3.2.4. Conjugation of MNP-SnCl(DMF) with mAb-FA

The chlorostannated-in-DMF-solution MNP-SnCl(DMF) was conjugated with the mAb-FA antibody and passed through the IC strip with FA–gelatin conjugates deposited on its test line, as in the abovementioned experiments. As can be seen from the signal distribution (Figure 13a), the magnetic signal is lower than that from MNP-SnCl(H₂O)-mAb-FA, but the amount of bound particles is higher than in the previous case. This indicates a higher binding of antibodies within the MNP-SnCl(DMF)-mAb-FA complex. Furthermore, the peak corresponding to the shoulder is lower. The magnetic signal linearly depends on the MNP-SnCl(DMF)-mAb-FA mass (Figure 13b).

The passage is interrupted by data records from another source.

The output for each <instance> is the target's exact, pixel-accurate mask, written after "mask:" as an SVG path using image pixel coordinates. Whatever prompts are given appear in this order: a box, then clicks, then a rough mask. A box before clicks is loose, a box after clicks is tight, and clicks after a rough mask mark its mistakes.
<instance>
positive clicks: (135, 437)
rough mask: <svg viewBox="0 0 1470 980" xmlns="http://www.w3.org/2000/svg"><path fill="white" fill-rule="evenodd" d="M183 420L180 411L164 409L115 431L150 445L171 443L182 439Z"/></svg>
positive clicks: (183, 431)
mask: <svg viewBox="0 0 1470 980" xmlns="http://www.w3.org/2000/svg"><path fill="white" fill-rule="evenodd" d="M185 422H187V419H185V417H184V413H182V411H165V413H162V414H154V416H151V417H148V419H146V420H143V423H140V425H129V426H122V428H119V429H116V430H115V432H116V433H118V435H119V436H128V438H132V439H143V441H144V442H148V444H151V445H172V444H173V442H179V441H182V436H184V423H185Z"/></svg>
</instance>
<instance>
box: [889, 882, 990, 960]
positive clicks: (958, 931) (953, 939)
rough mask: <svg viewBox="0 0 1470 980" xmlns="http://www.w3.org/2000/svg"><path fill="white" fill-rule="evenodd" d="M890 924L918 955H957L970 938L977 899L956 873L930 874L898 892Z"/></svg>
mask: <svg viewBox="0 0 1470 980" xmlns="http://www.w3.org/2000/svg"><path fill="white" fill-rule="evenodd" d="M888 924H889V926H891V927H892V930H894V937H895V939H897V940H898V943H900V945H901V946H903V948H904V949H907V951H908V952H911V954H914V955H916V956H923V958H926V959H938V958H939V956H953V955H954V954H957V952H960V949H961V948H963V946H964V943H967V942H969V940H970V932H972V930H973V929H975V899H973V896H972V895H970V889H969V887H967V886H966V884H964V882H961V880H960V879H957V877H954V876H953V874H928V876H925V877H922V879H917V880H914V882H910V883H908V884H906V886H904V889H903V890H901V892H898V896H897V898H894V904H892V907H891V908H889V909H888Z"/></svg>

Altogether, these facts suggest better binding of the mAb-FA antibody with MNP-SnCl(DMF)-mAb-FA, possibly due to the lower hydrolysis rate of SnCl₂ in DMF.

It should be noted that the developed magnetic IC metrology could be useful for the investigation of many other functionalized magnetic nanoparticles, which are extensively studied, for example, for targeted hyperthermia treatments of cancer [44], the isolation and identification of circulating tumor cells [45], the diagnosis and treatment of cardiovascular diseases [46], and magnetic systems for personalized and precision medicine [47], etc. In addition, studies like those discussed above on the interaction of FAconjugated nanoparticles with other bio and chemical objects are of great interest for various applications, such as the development of targeted cancer contrast agents for MRI [48] or biosensors for preventive medicine [49], the adsorption of unfavorable chemical compounds and biological pollutants [50], and many others.

4. Conclusions

In this work, we proposed a novel easy-to-use, rapid and cost-effective technique for MNP functionalization with tin chloride. The chlorostannated MNPs exhibited superior non-covalent binding capabilities for proteins compared to their pristine counterparts. The rate of the modification of chlorostannated MNP with protein was estimated using an MPQ-based magnetic immunochromatographic lateral flow assay. The modification of the MNP surface with SnCl₂ led to the formation of chlorostannated nanoparticles capable of binding with monoclonal antibodies. The relative amounts of mAb-FA bound to magnetic nanoparticles was found to be in the following sequence: MNP (pristine) < MNP-SnCl < MNP-COOH. While the antibody binding to pristine MNPs is non-covalent, it is covalent (via an EDC linker) for MNP-COOH. Therefore, the antibody interaction with MNP-SnCl is stronger than the non-covalent bond and weaker than the covalent one. Furthermore, we have found that the MNP modification by SnCl₂ in DMF is more preferable than in H₂O, possibly due to the lower hydrolysis rate of SnCl₂ in aqueous media both in solution and on the surface of MNPs. The magnetometric immunochromatography can be applied for the rapid quantification of interactions between modified or non-modified MNPs with various biochemical agents. The chlorostannated MNP surfaces exhibit great potential for conjugation with biomolecules due to the formation of strong Sn–S bonds. These surfaces can accommodate larger quantities of biomolecules compared to pristine MNPs. The chlorostannated MNPs are promising for multifunctional applications in magnetic immunoassays, drug delivery systems, and the magnetic separation of biomolecules. Further investigation is required to fully explore and harness their potential in these fields. An easier release of biomolecules from chlorostannated MNP surfaces that are non-covalently bonded may be the more desirable option for drug delivery than from MNP-COOH that bonds with biomolecules covalently—this is to be studied in future research. Conjugates of mAb-FA with chlorostannated MNP may serve as sensing material for the detection of FA in solutions, and a more thorough investigation is needed.